Cependant, les détenus s'accordent a dire que le téléphone portable est beaucoup plus utilisé pour ceux des détenus qui ne bénéficient pas des sorties. A en croire Me Madeleine Nsali Mbebi, défenseur des droits de l'homme, «la communication des détenus est permise et les détenus utilisent souvent le téléphone pour communiquer avec leurs avocats ou leur familles et connaissances». Pourtant, l'activité est risquée. Car, «l'usage du téléphone portable par les prisonniers est interdit au sein de la prison centrale de Douala», rappelle un gardien de prison. A en croire ce dernier «tout détenu saisi en possession d'un téléphone portable est interpellé et conduit en cellule disciplinaire. Son téléphone est également confisqué». La cellule disciplinaire (CD) est une cellule très obscure. Elle possède juste un tout petit trou d'aération que les détenus se disputent pour voir la lumière du jour. C'est dans cette cellule que le détenu est gardé trois ou cinq jours en guise de sanction.
Un risque qui ne décourage pas pour autant les prisonniers. Car, «lorsqu'un garde prisonnier nous saisit, si on peut négocier, on n’hésite pas à le faire. Lorsque ce n'est pas possible, nous sommes sanctionnés», explique Pascal. Mais, après leur sortie de la CD, les prisonniers ne s'arrêtent pas là. Ils recommencent de plus belle. Car, pour eux, «si nous devons arrêter de le faire cela veut dire que nous signons notre arrêt de mort. Et si on le fait comment ferons-nous pour survivre pendant notre incarcération?».

D'autres détenus sont plutôt attirés par l'argent. «Je vends la minute à 100Ff quel que soit l'opérateur; que ce soit MTN ou Orange La minute d MTN me revient à 60 FCFA et celle d'Orange, à 69Fcfa. Donc, je gagne 40FCfa au 31Fcfa par minute d'appel en fonction de l'opérateur choisi», informe Honoré, un autre détenu qui fait du «call box». Ce dernier affirme réaliser un bénéfice journalier qui peut aller jusqu'à 2000Fcfa. Pascal, qui n'a qu'un seul opérateur, affirme réaliser un bénéfice journalier qui varie entre 600Fcfa et 1000Fcfa.

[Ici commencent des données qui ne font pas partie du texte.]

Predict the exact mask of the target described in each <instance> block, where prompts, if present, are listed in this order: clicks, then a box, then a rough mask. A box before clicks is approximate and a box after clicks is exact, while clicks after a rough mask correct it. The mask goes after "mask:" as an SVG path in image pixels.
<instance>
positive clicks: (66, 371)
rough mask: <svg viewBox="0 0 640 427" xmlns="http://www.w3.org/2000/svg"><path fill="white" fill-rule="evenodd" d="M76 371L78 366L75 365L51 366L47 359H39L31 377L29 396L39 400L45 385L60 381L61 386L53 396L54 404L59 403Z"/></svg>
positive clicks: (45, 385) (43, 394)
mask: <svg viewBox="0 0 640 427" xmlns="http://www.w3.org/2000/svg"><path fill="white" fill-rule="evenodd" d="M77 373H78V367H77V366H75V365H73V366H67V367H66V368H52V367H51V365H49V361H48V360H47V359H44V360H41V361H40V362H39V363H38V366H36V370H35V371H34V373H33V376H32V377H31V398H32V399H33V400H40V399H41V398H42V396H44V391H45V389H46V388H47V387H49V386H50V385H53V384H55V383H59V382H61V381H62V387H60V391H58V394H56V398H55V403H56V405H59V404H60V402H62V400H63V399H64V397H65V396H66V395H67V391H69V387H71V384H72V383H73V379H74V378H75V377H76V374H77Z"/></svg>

Pourtant, il n'y a pas que les appels téléphoniques qui soient payants. Les réceptions d'appels également ne sont pas gratuites. «Si tu n'a pas assez d'argent pour appeler, tu ?? un numéro Et si la personne que tu ?? appelle, après la causerie, tu paies le propriétaire du téléphone», explique un détenu. Dans ce cas, le propriétaire du téléphone perçoit la somme de 1OOFcfa. Toute chose qui accroit les gains journaliers des propriétaires des «call box» et leur permet d'améliorer leurs conditions de détention. «Cela nous permet de nous offrir des repas copieux, de nous vêtir décemment», se réjouit Ibrahim.